Saturday, February 23, 2013
Abe, Obama Vow Closer Ties, Stand Firm On N Korea
WASHINGTON (Nikkei)--Prime Minister Shinzo Abe and President Barack Obama on Friday reaffirmed the importance of the Japan-U.S. alliance as the linchpin of regional stability in a summit meeting held at the White House.
Speaking to reporters after the summit, Obama called the bilateral partnership a "central foundation" for the Asia-Pacific region and expressed confidence that the two nations can build stronger ties in a wide range of fields.
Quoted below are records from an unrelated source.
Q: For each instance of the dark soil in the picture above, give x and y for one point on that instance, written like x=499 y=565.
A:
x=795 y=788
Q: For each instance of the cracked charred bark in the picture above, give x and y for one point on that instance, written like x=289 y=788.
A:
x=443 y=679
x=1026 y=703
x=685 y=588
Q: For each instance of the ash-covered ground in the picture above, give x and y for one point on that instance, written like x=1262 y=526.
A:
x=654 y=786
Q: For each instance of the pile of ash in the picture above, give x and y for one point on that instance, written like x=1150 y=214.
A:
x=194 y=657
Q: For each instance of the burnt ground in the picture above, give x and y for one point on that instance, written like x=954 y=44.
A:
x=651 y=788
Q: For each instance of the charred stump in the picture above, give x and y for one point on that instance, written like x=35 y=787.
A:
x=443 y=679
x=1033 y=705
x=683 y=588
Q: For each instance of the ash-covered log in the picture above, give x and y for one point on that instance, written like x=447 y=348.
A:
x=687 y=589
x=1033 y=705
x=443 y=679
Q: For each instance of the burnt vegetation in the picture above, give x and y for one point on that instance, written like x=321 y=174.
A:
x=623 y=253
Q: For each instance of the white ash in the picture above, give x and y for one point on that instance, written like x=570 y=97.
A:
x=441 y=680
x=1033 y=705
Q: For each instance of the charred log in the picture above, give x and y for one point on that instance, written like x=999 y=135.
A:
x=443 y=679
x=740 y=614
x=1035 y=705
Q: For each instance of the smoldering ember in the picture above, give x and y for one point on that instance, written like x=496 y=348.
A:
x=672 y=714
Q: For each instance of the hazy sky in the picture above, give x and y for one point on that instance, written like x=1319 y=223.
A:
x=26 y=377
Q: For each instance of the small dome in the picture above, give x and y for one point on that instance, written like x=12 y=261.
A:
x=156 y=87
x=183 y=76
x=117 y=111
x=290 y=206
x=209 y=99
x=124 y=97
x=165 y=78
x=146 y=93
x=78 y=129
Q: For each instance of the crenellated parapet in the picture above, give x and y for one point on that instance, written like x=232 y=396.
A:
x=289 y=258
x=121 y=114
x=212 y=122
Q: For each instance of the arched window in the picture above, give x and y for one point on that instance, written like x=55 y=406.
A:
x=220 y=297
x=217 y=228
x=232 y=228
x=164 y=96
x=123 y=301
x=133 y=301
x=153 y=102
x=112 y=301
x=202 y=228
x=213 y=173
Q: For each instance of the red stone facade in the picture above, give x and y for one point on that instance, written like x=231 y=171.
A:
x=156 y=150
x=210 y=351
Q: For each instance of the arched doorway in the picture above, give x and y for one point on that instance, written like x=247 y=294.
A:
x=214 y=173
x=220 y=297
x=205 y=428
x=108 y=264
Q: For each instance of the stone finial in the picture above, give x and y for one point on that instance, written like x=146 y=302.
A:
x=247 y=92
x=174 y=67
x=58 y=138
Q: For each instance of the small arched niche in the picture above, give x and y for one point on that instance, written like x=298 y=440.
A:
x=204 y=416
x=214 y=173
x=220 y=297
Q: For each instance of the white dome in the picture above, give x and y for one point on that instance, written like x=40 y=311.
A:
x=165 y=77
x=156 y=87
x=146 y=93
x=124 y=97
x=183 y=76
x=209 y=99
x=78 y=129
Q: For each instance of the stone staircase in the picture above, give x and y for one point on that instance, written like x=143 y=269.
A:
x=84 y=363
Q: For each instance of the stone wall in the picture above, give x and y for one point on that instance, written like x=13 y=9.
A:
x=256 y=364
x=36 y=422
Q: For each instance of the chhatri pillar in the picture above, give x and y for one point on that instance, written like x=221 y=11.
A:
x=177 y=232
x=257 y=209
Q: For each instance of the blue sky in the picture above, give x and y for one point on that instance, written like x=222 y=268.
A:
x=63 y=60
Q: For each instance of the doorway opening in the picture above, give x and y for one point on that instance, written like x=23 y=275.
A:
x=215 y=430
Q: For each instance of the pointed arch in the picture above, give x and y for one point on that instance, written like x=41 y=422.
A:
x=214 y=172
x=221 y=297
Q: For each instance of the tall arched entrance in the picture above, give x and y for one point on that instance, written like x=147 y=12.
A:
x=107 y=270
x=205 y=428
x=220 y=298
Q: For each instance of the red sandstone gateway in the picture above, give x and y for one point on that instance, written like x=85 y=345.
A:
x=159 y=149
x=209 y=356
"I am confident to declare that the trust and the strong ties between the U.S. and Japan have been fully restored," Abe said. "By protecting national interests through a stronger alliance, we will make the world a better place," he added.
The prime minister promised that "Japan will respond calmly to" any situation involving the territorial dispute with China over the Senkaku Islands. He also noted the need for a regional framework governed by the rule of law rather than by power. "The Japan-U.S. alliance will facilitate the region's peace and stability," Abe said.
The two leaders agreed on the need to respond firmly to North Korea's nuclear and missile ambitions, as well as the importance of cooperation among Japan, the U.S. and South Korea in doing so.
They also agreed to work together in imposing additional sanctions on Pyongyang for its recent nuclear testing. Abe asked for U.S. help in bringing back Japanese citizens abducted by North Korea, and Obama promised his support.
On economic issues, Obama said both Japan and the U.S. must take steps to ensure continuous economic growth. The president said both leaders agreed to work toward growing the economy through trade expansion.